In July, leaders agreed that private lenders should take a hit if Greece is forced to default on its debts. However, the cut of 21% proposed could “perhaps” be insufficient, Mr Schaeuble said.
Talks are continuing over the latest bailout tranche for Greece, which could run out of cash as soon as mid-November.
The European Commission, the European Central Bank and the IMF are currently deciding whether to release about 8bn euros to help the Greek government pay its bills.
This is money from the original 110bn euro bailout agreed last summer.
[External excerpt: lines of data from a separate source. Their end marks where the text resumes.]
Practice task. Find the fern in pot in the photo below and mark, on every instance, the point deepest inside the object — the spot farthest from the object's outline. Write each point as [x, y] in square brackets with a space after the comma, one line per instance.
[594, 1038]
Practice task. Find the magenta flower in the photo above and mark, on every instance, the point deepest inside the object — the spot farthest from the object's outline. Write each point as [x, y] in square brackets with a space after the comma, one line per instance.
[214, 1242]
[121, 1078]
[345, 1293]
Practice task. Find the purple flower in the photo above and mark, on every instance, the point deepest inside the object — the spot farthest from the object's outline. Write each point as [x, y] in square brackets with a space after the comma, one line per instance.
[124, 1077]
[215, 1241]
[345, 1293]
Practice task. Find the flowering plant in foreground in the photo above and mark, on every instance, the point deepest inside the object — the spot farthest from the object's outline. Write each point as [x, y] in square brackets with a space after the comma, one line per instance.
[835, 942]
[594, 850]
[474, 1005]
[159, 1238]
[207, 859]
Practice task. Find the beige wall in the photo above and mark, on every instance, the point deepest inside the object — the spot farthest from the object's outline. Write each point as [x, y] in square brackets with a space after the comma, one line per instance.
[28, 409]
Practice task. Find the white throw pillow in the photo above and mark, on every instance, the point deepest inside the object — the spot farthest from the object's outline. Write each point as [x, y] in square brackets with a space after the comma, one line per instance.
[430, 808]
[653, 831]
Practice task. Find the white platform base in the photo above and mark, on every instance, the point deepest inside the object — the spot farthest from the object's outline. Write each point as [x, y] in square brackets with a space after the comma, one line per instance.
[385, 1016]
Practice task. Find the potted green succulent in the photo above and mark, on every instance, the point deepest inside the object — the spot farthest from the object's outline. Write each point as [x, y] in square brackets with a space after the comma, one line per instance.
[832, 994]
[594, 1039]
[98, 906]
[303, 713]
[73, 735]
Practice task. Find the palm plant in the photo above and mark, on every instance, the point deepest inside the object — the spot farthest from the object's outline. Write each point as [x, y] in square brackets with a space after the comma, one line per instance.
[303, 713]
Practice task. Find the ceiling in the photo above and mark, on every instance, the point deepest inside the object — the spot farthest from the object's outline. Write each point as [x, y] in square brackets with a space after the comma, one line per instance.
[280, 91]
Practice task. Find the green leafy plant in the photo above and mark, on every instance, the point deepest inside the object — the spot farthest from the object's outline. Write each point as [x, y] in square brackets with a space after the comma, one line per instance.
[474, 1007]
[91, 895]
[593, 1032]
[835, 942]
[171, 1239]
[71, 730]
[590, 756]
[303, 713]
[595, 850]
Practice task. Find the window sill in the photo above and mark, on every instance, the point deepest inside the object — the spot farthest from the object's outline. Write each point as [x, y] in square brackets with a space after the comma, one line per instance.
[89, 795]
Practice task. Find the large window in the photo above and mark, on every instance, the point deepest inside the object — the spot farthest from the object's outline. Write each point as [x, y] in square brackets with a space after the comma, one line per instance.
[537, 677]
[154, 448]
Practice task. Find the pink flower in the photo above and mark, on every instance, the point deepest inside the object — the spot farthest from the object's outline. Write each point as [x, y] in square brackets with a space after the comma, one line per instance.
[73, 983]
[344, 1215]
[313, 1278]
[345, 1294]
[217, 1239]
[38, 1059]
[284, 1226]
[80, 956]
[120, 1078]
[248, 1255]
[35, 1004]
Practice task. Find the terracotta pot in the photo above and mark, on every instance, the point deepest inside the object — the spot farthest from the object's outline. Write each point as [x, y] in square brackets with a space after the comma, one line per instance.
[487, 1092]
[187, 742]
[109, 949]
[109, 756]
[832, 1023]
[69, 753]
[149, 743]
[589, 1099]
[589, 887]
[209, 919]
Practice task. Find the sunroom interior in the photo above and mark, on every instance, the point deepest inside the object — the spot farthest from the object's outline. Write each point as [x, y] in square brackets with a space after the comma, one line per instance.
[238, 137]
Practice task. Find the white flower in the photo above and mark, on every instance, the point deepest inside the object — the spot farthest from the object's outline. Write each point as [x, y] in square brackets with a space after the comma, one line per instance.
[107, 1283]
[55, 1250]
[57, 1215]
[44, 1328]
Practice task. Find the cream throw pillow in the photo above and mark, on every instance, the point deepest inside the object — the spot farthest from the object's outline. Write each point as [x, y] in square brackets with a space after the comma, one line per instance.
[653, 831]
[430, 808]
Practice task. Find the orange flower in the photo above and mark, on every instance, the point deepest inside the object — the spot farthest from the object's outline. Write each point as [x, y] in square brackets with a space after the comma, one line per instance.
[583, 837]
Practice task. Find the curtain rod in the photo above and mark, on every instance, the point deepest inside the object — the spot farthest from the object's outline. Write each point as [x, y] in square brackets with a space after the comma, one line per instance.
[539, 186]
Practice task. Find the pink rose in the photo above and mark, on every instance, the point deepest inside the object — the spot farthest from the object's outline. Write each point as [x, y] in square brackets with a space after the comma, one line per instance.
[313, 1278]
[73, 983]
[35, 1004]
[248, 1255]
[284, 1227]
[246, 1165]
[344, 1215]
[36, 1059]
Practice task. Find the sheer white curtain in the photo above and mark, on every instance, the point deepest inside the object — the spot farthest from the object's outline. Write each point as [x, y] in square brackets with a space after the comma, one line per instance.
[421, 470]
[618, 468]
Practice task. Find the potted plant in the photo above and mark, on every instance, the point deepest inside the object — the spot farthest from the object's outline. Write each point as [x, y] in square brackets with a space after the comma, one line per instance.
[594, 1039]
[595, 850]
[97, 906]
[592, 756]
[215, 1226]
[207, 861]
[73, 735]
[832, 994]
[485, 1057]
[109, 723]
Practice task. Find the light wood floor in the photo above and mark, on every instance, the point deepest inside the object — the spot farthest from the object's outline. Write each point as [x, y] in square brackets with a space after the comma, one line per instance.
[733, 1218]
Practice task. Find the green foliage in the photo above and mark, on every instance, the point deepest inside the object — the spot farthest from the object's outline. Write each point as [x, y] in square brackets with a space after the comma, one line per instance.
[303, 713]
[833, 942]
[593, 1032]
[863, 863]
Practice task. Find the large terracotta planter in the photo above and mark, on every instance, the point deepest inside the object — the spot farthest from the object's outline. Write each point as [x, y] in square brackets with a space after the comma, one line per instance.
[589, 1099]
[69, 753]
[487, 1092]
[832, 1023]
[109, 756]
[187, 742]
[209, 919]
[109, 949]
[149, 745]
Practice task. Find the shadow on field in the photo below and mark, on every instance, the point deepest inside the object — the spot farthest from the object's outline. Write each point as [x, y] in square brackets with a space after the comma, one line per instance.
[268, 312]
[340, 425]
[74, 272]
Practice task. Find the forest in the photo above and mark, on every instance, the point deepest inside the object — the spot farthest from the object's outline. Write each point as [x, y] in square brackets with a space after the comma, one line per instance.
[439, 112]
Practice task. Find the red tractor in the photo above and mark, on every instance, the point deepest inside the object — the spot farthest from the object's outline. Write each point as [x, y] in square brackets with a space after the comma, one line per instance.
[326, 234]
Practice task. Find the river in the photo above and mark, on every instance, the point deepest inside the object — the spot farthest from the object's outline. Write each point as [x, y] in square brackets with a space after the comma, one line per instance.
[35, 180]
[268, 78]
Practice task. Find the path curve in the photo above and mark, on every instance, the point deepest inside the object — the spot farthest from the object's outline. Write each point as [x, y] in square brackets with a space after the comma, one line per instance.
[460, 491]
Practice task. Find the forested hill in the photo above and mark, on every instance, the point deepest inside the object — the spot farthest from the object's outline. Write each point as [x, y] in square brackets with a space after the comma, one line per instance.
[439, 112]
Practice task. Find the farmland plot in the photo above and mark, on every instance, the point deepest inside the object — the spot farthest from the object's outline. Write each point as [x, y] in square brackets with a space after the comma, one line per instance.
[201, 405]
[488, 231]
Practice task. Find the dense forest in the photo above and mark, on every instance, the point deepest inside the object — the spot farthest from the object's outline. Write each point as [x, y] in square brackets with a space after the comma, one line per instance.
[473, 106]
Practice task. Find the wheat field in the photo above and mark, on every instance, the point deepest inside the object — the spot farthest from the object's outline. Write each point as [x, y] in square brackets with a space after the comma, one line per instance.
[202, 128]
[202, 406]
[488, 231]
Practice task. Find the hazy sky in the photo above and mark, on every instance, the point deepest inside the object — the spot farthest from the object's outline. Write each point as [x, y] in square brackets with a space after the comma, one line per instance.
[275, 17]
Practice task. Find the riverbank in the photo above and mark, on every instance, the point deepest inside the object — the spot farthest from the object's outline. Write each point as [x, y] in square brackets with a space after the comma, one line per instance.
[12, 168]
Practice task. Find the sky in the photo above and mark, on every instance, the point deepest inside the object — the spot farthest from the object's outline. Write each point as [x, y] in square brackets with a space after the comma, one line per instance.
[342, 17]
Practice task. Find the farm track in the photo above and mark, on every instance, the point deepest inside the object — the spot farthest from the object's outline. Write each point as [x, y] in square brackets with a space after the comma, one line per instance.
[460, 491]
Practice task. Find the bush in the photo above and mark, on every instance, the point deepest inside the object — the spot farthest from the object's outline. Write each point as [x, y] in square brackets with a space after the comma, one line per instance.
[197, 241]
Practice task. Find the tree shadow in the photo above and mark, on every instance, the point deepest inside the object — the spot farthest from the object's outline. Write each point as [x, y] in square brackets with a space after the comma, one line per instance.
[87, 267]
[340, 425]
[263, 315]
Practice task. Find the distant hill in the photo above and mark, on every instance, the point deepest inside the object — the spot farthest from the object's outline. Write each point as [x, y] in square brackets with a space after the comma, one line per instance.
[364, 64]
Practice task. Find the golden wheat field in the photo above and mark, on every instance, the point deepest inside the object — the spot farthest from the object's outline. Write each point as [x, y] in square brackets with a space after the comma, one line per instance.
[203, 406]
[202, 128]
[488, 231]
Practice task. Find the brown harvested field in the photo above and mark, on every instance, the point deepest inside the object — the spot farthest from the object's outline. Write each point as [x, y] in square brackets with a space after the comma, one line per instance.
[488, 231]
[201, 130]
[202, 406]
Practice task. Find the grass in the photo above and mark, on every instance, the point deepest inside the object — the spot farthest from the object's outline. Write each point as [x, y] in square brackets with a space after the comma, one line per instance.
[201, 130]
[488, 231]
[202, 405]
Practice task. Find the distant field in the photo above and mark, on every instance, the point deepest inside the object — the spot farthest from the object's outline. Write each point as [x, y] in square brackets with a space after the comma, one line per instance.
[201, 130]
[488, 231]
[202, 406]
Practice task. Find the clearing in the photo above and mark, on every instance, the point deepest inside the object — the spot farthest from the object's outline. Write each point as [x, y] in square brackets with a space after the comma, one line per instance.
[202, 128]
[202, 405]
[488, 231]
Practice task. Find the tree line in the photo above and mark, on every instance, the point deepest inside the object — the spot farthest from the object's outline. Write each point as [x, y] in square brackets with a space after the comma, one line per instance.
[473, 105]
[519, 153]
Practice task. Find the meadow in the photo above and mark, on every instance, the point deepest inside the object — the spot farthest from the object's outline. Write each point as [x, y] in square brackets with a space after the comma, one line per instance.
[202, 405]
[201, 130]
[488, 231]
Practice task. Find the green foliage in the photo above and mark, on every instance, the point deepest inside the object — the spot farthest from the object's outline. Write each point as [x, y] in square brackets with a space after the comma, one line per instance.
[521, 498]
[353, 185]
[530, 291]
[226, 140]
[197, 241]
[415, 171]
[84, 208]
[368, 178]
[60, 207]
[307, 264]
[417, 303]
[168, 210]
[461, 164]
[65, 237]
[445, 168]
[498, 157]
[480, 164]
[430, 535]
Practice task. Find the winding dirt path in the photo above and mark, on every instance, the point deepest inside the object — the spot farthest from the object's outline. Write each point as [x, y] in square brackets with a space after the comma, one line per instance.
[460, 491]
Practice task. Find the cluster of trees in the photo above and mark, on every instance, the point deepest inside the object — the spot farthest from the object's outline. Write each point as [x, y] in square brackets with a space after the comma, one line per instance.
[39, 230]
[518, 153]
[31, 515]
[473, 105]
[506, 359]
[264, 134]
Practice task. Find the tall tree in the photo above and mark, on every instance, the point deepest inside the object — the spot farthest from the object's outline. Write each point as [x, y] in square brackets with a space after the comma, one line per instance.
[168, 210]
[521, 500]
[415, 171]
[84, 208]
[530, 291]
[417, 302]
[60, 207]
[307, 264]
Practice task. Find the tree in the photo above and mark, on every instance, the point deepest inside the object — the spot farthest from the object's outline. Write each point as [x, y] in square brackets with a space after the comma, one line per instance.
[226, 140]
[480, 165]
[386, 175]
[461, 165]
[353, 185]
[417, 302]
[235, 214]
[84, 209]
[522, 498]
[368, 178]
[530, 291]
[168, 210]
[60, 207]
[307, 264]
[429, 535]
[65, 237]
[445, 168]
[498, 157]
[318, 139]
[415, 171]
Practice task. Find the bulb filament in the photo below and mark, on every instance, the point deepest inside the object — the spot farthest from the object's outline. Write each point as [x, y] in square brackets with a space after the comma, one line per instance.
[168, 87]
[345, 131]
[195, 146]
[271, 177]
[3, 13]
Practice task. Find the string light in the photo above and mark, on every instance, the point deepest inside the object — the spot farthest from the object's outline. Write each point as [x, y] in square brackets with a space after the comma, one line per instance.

Another 109bn euro bailout was also agreed by European leaders in July, but this has yet to be ratified.
Despite efforts by leaders to contain the crisis, there is little evidence that its end is nearing, analysts say.
“There is a high risk that this crisis further escalates and broadens,” the German finance minister said.
On Friday, the international ratings agency Fitch downgraded the sovereign credit ratings of Italy and Spain, and another agency, Moody’s, downgraded 12 banks in the UK and nine in Portugal.
Plans to expand the EFSF, and give it greater powers, were also agreed in July and have been ratified by most national parliaments. Slovakia will vote on the proposals this week.
However, these plans are now seen as inadequate and leaders have said they hope to announce new measures at a G20 meeting in Cannes at the beginning of November.